2025 revenue is projected to rise 20.31% to $28.48 billion, while net income climbs 13.66% to $1.03 billion. Net income is expected to grow at a 38% CAGR over the next three years, with management forecasting continued double‑digit increases in revenue, EBITDA, and earnings.
The backlog reached $34.54 billion at the end of 2024, up 14.7% year‑over‑year, providing a cushion for future work and reinforcing the company’s long‑term project pipeline.
Quanta offers a diversified portfolio and long‑term customer relationships, mitigating market uncertainty.
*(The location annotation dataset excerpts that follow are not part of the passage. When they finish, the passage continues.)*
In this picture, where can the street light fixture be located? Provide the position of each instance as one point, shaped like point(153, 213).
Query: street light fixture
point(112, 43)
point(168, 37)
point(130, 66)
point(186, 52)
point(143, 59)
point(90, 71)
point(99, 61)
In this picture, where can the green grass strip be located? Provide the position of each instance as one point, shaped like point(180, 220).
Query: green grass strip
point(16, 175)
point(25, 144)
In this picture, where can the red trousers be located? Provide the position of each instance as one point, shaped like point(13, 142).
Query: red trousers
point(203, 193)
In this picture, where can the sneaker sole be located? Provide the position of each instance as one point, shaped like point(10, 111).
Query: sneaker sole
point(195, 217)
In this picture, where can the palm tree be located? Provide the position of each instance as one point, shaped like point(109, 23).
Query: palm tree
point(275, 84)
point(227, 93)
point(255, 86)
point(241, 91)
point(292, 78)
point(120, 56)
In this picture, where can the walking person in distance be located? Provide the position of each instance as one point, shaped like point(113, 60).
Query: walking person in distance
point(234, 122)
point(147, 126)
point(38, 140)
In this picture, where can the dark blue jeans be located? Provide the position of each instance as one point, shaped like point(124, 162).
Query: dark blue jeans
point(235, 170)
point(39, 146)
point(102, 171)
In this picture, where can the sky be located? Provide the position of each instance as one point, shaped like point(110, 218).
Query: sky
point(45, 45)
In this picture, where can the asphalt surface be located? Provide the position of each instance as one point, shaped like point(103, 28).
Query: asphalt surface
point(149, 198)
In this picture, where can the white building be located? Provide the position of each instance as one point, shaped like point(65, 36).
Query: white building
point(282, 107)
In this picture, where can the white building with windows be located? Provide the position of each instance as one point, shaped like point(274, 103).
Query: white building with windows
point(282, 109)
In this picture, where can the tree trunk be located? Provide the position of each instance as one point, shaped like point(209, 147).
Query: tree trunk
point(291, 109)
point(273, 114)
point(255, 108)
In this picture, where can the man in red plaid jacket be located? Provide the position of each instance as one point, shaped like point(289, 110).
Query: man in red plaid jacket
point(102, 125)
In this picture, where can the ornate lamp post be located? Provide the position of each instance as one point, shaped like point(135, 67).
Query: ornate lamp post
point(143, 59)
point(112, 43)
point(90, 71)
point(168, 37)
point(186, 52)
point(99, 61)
Its solution‑based offerings—engineering, procurement, technology—and strategic acquisitions target higher‑margin work, while a decentralized model with in‑house manufacturing helps manage supply‑chain risks.
A real bull case compounds — each driver matters most when it strengthens margins, supports capital returns, and keeps the company above the market's minimum growth bar simultaneously.
52-week range context and price returns across multiple time horizons. Dividend contribution is shown separately in the Capital Return section.
Range context matters because valuation compression and earnings misses rarely hit from the same starting point. A stock already far below its high can still fall, but it is no longer carrying the same embedded optimism as one pressing a fresh peak.
Valuation, growth, and margin comparison against the closest publicly traded peers for this company.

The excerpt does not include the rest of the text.